He sounded sort of bitter, and a frown creased his forehead. I wondered what was wrong. “Come on,” I said. “Let’s do something.”
“Maybe.” He sounded reluctant.
“Okay, not trick-or-treating. But we could make something cool for the kids, like a graveyard kind of thing. Then you’d still get to hand out candy.”
Jeremy shook his head. “We’ll see. Let me talk to my mom, okay? She might want me to stay home.”
“This is my place,” I said, pointing.
He stared. “No way. You did those?”
I nodded. “Yup.” A row of carved pumpkins, more than a dozen of them, sat grinning and leering and frowning along the front path. We did it every year, me and Vicky and Bill, and this year, Suzy too. It had become kind of a tradition, and I loved it.
“Awesome.”
We walked along the path and I pointed at a big pumpkin perched on the bottom step. “That’s my best one. You like it?” I’d carved a cat, back arched, against a background of a full moon and a tombstone.
“That’s amazing. How d’you do that?”
I grinned. “I drew it on paper first, made a stencil. Then you just scrape off the skin and keep scraping until the pumpkin shell is really thin, so the light glows through where the moon is, and the cat’s like a silhouette. It looks really cool when it’s lit.”
“Wow.” He studied the pumpkin for a long moment, then looked up at the front steps, at the red front door and the gray wooden porch. “Nice house.”
“Come on in,” I said.
Another Chance
Vicky was working at the computer, which lives in a corner of the living room, but she swiveled her chair around when she heard us.
“Mel?” She tucked her short brown hair behind her ears and looked from me to Jeremy.
“Hi, Vicky. This is Jeremy.”
“Hi. Just let me save this…” She turned back to the screen, clicked a few keys and stood up. “Nice to meet you, Jeremy. You guys want a drink or something? I’ve just made a pot of coffee; it’s probably ready.”
“Coffee would be great,” I said. I’ve been a coffee drinker since I was about eight. It used to horrify my friends’ parents that Vicky and Bill let me drink coffee, but it didn’t seem to have done me any harm. We only ever had decaf anyway.
We all headed into the kitchen. Vicky pulled three mugs out of the dishwasher and poured coffee into them while I got milk out of the fridge.
“None of us take sugar, so we never have a sugar bowl,” I apologized. I heaved a five-pound bag of sugar out of the baking cupboard. “So if you take sugar…”
Jeremy grinned. “Yeah, that should be enough.”
“So you two are at school together?” Vicky asked.
I nodded. “Yup.”
“You’re a sophomore too?”
“Junior,” Jeremy said, and we carried our mugs over to the kitchen table and sat down.
“Do you have any brothers or sisters, Jeremy?” Vicky asked. She could talk to anyone easily. She’d told me that she used to be shy, and that she still considered herself an introvert, but she sure knew how to put people at ease and strike up a conversation. Unlike me.
But Jeremy suddenly went quiet. He stirred sugar into his coffee, slowly and deliberately. “Um. No. No, I don’t.”
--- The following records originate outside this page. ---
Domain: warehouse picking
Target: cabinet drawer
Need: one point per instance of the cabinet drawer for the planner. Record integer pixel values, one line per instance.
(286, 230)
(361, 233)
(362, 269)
“An only child, like Melody,” Vicky said. “I am too, actually. Funny, when I was a kid that seemed so unusual. But I guess big families are the exception these days.”
“I had a brother,” Jeremy said abruptly. “Lucas. He died two years ago.”
I stared at him, my mouth hanging open.
Vicky stopped wiping the counter and sat down at the kitchen table with us. “I’m so sorry, Jeremy.”
There was a silence, and I wondered if Vicky was going to ask how he died. I wanted to know, but I wasn’t about to ask.
“Had he been ill?” she asked. “Or was it an accident?”
“He drowned,” Jeremy said. “At St. Pete Beach.”
Vicky closed her eyes for a second, and when she reopened them, they were shining ever so slightly. I hoped she wasn’t going to cry. “How awful,” she said. “It’s every parent’s worst nightmare, I think, losing a child. I am so sorry, Jeremy. How old was he?”
“Thirteen.” Jeremy shrugged. “It was awful, but…well, it was two years ago. I’m okay, Mrs.—”
“Vicky. Call me Vicky.” She stood up again, taking the hint. “Well, can you stay for dinner, Jeremy? Bill should be home soon—or not. His schedule’s a bit unpredictable.”
I gave a snort. “He doesn’t have a schedule. It’s his work habits that are unpredictable.”
Vicky laughed ruefully. “That’s true, I’m afraid. Sometimes he stays at the university until midnight, working on a paper. Other times he’s home so much you’d swear the man was unemployed.”
“I’d love to stay for dinner.” Jeremy gave her a particularly charming smile, and I thought to myself that he could be an actor, or a politician. This was a side of him I’d never seen before. Not phony, exactly, just kind of polished. “So what about you, Vicky? Mel mentioned that you do a lot of volunteer work.”
Vicky looked at me, eyebrows raised slightly. She knew I generally avoided bringing up the subject of her work, having had a few too many arguments about the topic. “I run an advocacy group. We petition against the death penalty.”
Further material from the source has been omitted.